Colleen Carter
Head of life sciences
JPA Health

Over the course of her career, Colleen Carter has become one of the agency world’s foremost change agents, pioneering previously nonexistent roles at Juice Pharma Worldwide, Concentric Health Experience, Fingerpaint Group and now JPA Health. Along the way, she became the rare agency lifer who’s as well-respected as she is well-liked. Here, Carter talks parenting twins, taking back roads and her heretofore undisclosed degree from … Sears Beauty School? Sears Beauty School.

As a child, what did you want to be when you grew up?

Jaime Sommers, the Bionic Woman. I wanted to take on secret missions for the government. So naturally I went into pharma (laughs).

When did you realize you wanted to work in health?

I started in nursing, because I loved science and the idea of helping people. Unfortunately, in my junior year, I realized the world would be a safer place if I wasn’t a nurse. I did what anyone would do at the age of 22, which was get a marketing degree.

My first job in health was scheduling grand rounds for BMS. My boss said something that stuck with me: “I can’t wait until you make your first mistake.” What she meant was that if you don’t make mistakes, you’re never going to learn. And if you don’t think you make mistakes, you’re not teachable. Ever since then, I’ve tried to step into every day with some humility.

How challenging was it to be a mother to twins?

It wasn’t challenging; it was awesome. When you don’t know the alternative, it doesn’t seem so bad. Somebody told me early on that my job as a parent was to get them not just ready to leave, but excited and capable to leave. It’s the worst joke ever on parents: If you do a good job, off they go.

How did you find your way to JPA Health?

When I left Fingerpaint, I wrote a purpose statement, which outlined what I wanted to do and who I wanted to do it with. I didn’t want to float through life. Then I identified eight companies that satisfied everything on the list — JPA was one of them — and just let it go while I did some consulting. That was in June 2023. In March, I got a call from a recruiter: “There’s an opportunity with this company called JPA Health.” I knew right away.

What made it a good fit?

If you look at the last two-thirds of my career, I’ve always been in positions that didn’t exist but needed to exist. That uncertainty excites me. At Juice, they moved me into an innovation role, which wasn’t really a thing at the time. Many agencies weren’t truly digital, so the Klicks of the world were taking everyone’s digital’s business. I was the person who had to put the systems and processes and training in place.
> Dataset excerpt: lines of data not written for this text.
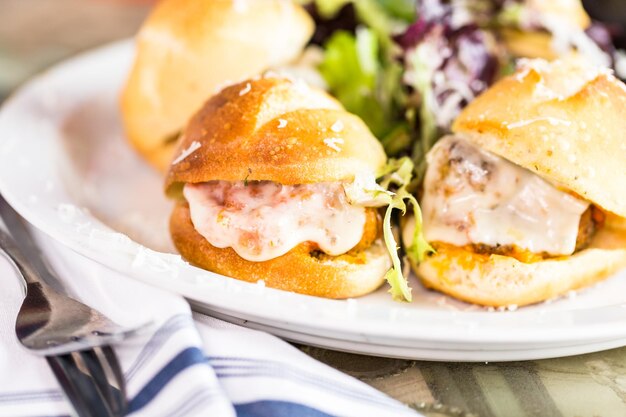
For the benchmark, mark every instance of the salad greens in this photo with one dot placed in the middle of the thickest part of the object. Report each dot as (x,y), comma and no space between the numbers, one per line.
(391,192)
(398,173)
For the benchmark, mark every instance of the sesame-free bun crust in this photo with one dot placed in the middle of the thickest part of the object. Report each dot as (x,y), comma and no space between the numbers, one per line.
(563,121)
(344,276)
(277,130)
(496,280)
(187,49)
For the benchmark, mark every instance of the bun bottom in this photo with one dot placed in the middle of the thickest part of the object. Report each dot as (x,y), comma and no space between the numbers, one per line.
(344,276)
(496,280)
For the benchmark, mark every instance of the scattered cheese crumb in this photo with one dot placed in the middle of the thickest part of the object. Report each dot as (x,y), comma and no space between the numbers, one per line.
(332,143)
(245,90)
(195,145)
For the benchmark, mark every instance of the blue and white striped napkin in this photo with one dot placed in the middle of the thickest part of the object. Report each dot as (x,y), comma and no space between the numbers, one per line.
(188,365)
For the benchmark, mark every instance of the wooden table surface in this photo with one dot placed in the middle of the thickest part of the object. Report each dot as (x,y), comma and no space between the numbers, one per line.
(37,33)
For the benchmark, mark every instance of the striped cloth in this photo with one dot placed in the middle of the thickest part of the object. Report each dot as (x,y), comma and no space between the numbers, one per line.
(188,365)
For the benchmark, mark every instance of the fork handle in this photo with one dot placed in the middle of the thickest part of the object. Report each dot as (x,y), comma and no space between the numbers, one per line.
(20,246)
(29,275)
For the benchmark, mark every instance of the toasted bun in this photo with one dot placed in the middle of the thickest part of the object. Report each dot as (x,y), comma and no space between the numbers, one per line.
(496,280)
(276,130)
(186,49)
(563,121)
(344,276)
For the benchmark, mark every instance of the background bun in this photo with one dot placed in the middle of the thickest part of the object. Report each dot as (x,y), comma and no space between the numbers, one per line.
(349,275)
(567,15)
(187,49)
(564,121)
(277,130)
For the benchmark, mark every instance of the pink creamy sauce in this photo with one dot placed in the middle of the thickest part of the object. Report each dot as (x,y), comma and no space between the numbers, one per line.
(264,220)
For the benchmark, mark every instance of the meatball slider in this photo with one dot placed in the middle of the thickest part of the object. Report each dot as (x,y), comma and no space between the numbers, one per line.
(261,178)
(514,201)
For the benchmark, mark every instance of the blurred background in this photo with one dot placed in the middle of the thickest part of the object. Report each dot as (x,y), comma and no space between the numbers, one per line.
(37,33)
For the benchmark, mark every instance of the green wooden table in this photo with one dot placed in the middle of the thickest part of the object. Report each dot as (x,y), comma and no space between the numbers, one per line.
(37,33)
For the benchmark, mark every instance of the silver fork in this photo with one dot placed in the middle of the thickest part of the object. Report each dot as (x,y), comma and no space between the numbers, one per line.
(74,338)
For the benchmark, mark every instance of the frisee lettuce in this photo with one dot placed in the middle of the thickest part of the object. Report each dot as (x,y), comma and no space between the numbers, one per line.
(397,174)
(350,68)
(391,191)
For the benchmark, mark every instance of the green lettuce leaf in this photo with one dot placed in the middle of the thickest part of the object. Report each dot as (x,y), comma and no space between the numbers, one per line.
(397,175)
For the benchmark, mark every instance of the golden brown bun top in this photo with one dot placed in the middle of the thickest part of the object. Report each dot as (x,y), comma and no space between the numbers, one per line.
(277,130)
(188,49)
(562,120)
(570,12)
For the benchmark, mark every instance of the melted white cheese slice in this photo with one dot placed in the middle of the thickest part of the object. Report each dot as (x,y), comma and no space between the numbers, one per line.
(264,220)
(474,196)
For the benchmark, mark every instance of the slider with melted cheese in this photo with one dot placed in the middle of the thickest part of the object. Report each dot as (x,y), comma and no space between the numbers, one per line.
(515,200)
(262,177)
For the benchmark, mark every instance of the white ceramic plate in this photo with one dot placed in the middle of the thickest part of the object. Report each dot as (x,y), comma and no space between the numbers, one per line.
(66,167)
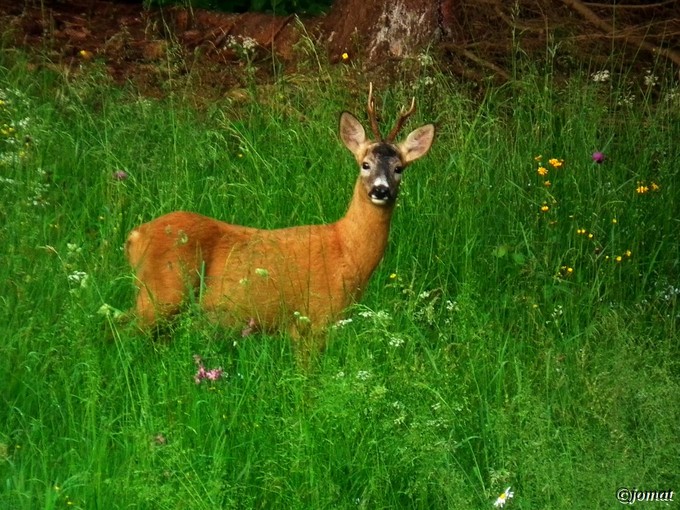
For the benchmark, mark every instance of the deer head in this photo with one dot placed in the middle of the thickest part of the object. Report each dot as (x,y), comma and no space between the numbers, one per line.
(381,160)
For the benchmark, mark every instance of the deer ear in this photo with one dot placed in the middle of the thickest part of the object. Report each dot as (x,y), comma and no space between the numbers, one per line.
(351,132)
(417,143)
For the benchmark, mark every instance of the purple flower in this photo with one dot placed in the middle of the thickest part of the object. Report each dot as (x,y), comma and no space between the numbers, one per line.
(214,374)
(211,375)
(200,375)
(598,157)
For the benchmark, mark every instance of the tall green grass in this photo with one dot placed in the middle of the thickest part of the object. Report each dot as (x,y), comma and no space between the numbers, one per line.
(516,334)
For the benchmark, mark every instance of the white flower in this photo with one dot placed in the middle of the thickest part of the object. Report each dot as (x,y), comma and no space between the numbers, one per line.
(650,79)
(77,277)
(503,498)
(343,322)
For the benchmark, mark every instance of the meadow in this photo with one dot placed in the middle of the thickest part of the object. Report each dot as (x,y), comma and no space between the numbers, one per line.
(521,331)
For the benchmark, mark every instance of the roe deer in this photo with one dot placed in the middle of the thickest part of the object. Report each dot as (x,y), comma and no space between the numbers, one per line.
(298,279)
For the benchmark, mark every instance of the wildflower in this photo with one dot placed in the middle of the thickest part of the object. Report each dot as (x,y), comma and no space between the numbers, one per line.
(363,375)
(250,328)
(78,277)
(211,375)
(343,322)
(598,157)
(503,498)
(396,341)
(650,79)
(600,76)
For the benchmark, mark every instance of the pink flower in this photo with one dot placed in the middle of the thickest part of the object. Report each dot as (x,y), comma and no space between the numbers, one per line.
(598,157)
(214,374)
(211,375)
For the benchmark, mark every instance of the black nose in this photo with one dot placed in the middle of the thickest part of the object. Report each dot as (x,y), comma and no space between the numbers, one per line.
(380,193)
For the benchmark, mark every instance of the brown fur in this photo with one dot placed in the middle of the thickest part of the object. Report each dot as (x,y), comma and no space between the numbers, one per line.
(297,279)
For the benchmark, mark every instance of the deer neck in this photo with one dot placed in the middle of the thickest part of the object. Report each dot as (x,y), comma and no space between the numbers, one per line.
(364,231)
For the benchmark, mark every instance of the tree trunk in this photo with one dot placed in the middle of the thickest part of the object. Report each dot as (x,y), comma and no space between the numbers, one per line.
(381,30)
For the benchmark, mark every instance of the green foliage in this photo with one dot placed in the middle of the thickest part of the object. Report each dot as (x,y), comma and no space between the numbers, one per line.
(499,343)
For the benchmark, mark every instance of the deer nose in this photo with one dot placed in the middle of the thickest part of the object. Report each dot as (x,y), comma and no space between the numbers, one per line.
(380,194)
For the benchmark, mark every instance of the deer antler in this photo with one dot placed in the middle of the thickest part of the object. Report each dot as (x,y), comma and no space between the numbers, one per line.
(370,108)
(403,116)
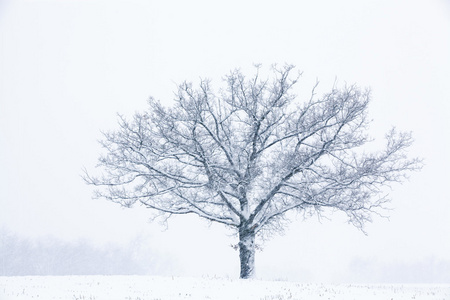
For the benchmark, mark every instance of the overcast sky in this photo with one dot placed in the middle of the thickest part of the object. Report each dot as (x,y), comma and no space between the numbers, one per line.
(67,68)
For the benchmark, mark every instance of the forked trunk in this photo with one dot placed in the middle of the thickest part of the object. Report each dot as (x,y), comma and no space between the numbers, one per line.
(247,253)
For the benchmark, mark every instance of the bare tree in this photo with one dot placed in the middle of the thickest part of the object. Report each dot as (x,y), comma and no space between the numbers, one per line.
(248,155)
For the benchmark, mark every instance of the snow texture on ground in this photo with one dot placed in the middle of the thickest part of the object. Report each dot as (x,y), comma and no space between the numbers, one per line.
(162,288)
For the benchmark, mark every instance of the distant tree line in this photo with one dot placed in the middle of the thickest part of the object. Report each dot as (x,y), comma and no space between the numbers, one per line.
(50,256)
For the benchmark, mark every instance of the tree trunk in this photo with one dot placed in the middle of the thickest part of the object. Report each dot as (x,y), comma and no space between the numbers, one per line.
(247,253)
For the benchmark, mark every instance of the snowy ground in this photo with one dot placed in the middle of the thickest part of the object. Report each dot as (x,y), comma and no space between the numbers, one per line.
(161,288)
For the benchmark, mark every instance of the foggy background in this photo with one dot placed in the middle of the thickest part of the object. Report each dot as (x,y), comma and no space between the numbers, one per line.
(67,67)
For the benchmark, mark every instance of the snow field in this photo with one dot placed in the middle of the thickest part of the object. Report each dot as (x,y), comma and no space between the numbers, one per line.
(163,288)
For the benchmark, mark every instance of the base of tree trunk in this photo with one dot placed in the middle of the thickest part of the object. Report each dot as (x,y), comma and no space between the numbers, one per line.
(247,254)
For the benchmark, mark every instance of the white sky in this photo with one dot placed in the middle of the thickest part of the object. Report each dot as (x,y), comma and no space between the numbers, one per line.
(67,67)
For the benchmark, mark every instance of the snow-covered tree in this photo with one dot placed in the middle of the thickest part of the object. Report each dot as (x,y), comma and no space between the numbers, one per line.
(249,154)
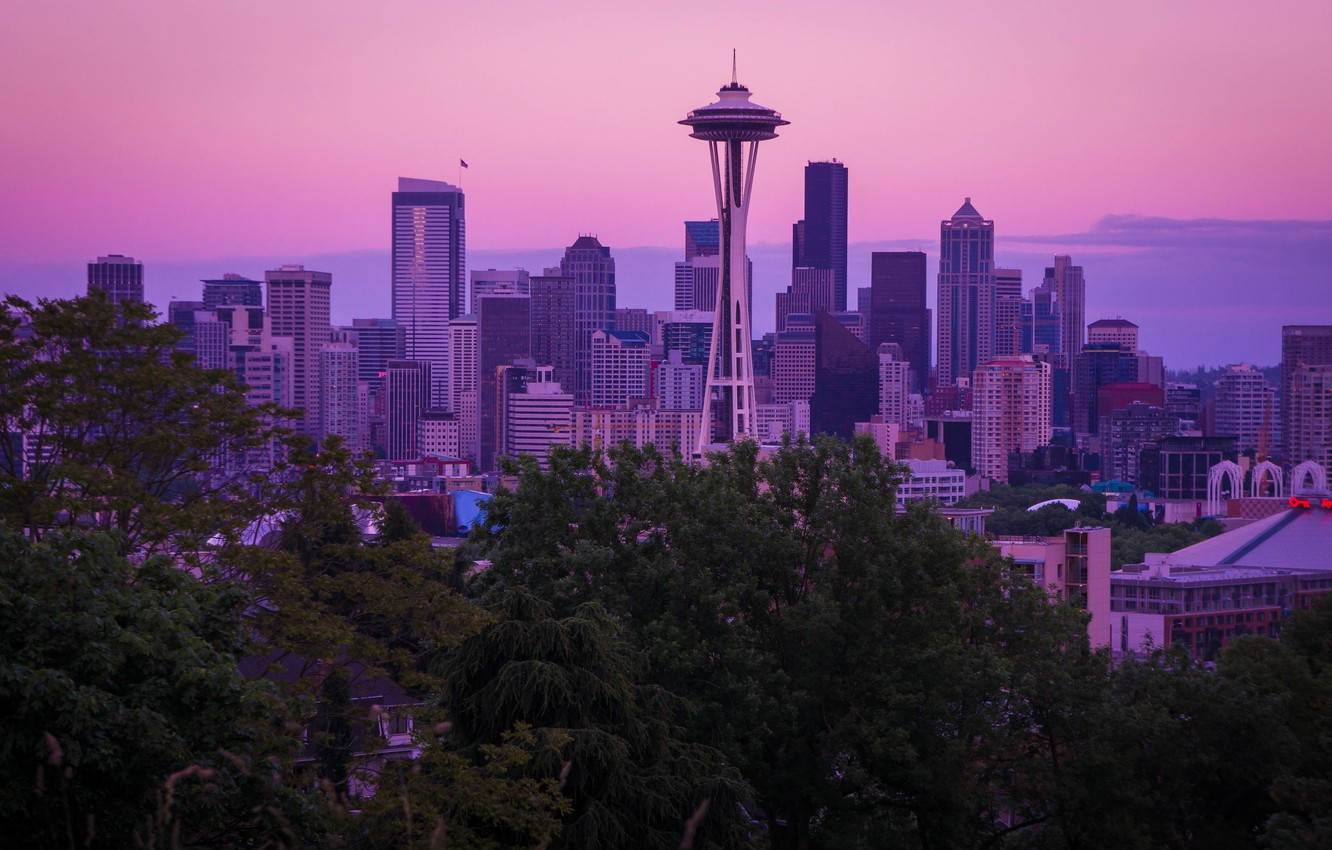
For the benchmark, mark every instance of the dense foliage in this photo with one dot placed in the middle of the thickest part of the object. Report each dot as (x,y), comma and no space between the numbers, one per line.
(632,652)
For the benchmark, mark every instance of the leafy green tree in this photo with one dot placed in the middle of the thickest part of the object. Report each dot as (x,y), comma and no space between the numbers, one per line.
(121,428)
(125,716)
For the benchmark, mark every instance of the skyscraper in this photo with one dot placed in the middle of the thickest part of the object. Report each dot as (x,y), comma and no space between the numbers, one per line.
(119,277)
(1302,345)
(846,380)
(429,245)
(299,308)
(966,293)
(726,125)
(504,335)
(593,271)
(408,399)
(822,232)
(232,291)
(1010,412)
(1066,281)
(898,309)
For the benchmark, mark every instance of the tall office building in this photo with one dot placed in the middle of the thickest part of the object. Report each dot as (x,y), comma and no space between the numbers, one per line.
(498,281)
(897,309)
(462,383)
(620,361)
(553,325)
(119,277)
(536,413)
(966,293)
(593,269)
(232,291)
(821,236)
(338,395)
(504,335)
(377,341)
(846,380)
(811,291)
(299,308)
(894,384)
(1246,408)
(679,385)
(1010,412)
(1310,415)
(727,124)
(1302,345)
(408,399)
(1007,339)
(1070,289)
(429,245)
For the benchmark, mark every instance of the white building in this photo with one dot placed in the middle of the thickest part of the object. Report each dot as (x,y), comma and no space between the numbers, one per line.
(1010,412)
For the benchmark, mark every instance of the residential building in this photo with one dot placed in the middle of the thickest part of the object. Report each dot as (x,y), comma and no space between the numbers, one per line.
(119,277)
(1010,412)
(428,261)
(299,309)
(966,293)
(897,309)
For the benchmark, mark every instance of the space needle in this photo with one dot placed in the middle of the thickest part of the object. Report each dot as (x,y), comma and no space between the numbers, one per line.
(726,125)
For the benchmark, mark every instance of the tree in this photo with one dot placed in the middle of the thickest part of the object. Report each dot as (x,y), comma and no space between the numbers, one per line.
(109,426)
(125,714)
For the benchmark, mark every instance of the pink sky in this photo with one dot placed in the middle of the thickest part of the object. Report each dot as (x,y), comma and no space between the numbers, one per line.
(173,129)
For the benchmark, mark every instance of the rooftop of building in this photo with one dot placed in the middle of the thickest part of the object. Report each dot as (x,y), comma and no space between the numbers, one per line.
(1298,538)
(1112,323)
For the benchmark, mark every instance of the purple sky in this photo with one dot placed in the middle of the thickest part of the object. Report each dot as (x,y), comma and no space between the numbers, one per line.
(184,132)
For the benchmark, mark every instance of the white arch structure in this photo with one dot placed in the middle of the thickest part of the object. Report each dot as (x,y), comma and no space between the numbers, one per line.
(1274,474)
(1310,470)
(1216,477)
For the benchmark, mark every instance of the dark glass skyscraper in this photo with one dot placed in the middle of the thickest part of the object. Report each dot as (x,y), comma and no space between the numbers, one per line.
(898,312)
(846,380)
(504,335)
(819,239)
(120,277)
(593,271)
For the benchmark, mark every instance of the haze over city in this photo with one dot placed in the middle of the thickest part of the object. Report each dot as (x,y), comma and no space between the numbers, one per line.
(205,139)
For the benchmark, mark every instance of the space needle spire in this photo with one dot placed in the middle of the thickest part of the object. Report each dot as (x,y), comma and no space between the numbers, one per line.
(731,127)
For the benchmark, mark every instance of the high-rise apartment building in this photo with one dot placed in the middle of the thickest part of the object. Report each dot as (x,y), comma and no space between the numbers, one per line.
(821,236)
(620,361)
(811,291)
(338,393)
(553,311)
(1066,281)
(498,281)
(897,309)
(504,335)
(299,308)
(536,415)
(1007,339)
(408,399)
(679,385)
(1302,345)
(1010,412)
(119,277)
(966,293)
(464,371)
(1310,415)
(894,384)
(232,291)
(429,247)
(846,380)
(593,269)
(1246,408)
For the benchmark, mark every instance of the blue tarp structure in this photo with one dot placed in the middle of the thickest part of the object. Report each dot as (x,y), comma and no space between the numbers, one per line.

What was your favorite recent road trip?

Earlier this year my partner and I rented a house on the coast of Alabama for a month, with nobody around for miles. On the way there we passed through a town called Colleen, which felt like a sign. We have a rule: Whenever we’re traveling, we only take back roads and local roads — never the major highways. We’ve come across so many amazing things we never would have found.

What’s something about you your colleagues don’t know?

The first is that I took two years off from school to be a flight attendant for TWA. It opened my eyes to so many different locations and perspectives. The other is something many people can’t claim: I have a diploma from Sears Beauty School. I was a bit of an introvert growing up, so my mom thought it would be a great idea to send me there. Back then, at Sears you could go shopping for a tractor or you could learn how to brush your hair. The diploma now hangs in my house.

What do you enjoy doing outside the office?

I’m learning how to play the ukulele. I’m in a book club that I love. I’m a mentor in this amazing group SHE-CAN and we’re working with this incredible young woman from Cambodia who’s starting her second year at the University of Minnesota.

For me, it all goes back to the idea of purposeful living. The older you get, the more you realize that the most important thing is time. It’s the only thing we have. I feel better when I’m learning and growing and achieving.